Pectus excavatum (PX) denotes a concavity of the sternum and is the most common chest wall deformity. Many characteristic signs have been described on frontal chest radiographs including increased density of the inferomedial right lung, blurring of the right heart border, steeply angled anterior ribs, horizontal posterior ribs, straight or convex left heart border and loss of silhouette of the descending thoracic aorta. These signs are often subtle and rarely all present in any individual. We describe a further sign in women with PX, the medial breast margin sign. This sign consists of more sharply defined and more vertically oriented medial breast borders on frontal chest radiographs than in those of women with normal chest wall morphology.
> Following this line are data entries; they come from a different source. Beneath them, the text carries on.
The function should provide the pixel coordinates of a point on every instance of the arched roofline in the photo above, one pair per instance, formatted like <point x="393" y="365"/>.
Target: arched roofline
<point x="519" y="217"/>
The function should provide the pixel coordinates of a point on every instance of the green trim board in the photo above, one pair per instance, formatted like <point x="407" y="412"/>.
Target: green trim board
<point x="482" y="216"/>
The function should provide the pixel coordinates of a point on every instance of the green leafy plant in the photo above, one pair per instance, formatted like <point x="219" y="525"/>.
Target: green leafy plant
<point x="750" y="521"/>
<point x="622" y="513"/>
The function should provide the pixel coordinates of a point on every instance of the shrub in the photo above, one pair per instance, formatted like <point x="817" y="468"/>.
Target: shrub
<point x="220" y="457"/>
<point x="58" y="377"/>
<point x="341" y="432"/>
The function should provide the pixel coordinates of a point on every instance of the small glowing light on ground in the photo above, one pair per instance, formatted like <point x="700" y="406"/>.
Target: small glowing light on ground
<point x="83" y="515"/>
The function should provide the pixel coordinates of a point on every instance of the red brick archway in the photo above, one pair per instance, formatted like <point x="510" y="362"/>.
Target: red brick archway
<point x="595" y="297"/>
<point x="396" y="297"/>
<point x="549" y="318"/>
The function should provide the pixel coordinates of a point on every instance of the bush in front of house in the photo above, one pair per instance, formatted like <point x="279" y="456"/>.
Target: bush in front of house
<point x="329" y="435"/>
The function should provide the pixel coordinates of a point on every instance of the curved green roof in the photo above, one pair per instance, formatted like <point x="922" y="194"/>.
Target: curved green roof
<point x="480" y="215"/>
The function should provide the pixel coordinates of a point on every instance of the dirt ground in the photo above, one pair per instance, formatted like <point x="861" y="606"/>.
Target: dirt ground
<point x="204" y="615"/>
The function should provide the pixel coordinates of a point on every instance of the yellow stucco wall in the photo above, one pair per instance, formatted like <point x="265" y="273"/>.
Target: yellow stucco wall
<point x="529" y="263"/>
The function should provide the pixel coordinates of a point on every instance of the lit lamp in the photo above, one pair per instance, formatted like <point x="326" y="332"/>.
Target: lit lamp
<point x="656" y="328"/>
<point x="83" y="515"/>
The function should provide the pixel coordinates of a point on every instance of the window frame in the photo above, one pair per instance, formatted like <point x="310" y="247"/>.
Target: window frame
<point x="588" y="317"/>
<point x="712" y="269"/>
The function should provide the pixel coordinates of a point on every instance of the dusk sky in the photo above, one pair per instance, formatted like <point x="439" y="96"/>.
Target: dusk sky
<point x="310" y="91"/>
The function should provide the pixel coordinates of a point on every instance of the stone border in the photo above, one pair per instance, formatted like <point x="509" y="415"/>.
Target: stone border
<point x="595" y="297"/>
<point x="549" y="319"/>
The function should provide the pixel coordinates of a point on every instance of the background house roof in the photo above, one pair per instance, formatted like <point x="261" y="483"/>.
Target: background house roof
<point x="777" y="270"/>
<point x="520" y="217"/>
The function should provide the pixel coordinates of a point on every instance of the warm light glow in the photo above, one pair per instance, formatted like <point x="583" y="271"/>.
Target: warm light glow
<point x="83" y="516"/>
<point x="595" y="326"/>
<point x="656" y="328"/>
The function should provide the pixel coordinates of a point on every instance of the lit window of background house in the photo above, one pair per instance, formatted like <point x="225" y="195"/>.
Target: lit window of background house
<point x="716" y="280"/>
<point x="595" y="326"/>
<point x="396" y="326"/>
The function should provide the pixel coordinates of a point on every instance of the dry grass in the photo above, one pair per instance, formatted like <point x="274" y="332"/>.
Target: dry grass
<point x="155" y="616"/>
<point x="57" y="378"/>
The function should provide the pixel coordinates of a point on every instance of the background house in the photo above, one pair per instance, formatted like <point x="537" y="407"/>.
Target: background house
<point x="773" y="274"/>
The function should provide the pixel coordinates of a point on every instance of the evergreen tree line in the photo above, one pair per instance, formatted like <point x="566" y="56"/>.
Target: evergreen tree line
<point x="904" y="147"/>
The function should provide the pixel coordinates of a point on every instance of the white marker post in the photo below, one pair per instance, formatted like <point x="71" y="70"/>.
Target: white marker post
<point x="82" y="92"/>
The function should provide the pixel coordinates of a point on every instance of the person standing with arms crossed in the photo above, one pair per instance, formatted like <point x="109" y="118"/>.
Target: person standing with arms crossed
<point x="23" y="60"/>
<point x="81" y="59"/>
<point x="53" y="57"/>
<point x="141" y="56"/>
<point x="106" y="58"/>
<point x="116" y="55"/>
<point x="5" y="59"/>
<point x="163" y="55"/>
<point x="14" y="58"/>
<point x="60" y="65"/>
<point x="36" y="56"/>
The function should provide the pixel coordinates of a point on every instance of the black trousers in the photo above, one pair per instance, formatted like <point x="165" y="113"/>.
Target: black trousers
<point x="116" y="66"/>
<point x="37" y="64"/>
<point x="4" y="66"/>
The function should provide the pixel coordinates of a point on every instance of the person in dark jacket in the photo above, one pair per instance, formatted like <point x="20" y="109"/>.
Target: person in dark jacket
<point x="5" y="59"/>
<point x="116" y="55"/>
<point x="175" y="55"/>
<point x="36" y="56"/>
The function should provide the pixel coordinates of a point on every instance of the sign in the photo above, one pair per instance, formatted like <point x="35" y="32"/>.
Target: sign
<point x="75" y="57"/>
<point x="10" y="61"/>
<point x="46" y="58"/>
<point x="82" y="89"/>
This study aims to document the sensitivity, specificity and inter-observer reliability of the new sign, and compare with that of the previously described signs in patients with varying degrees of PX.
The frontal chest radiographs of 185 women with PX and 50 women with normal chest wall morphology were assessed by two reviewers for the presence of the new sign and previously described signs. All the signs had their sensitivity, specificity and inter-observer reliability calculated.
The new sign had a sensitivity of 0.48, a specificity of 0.96 and inter-observer reliability of κ = 0.79, ranking third, second and first among all other signs, respectively.
The medial breast margin sign is useful in diagnosing PX and is comparable to the previously described classic signs.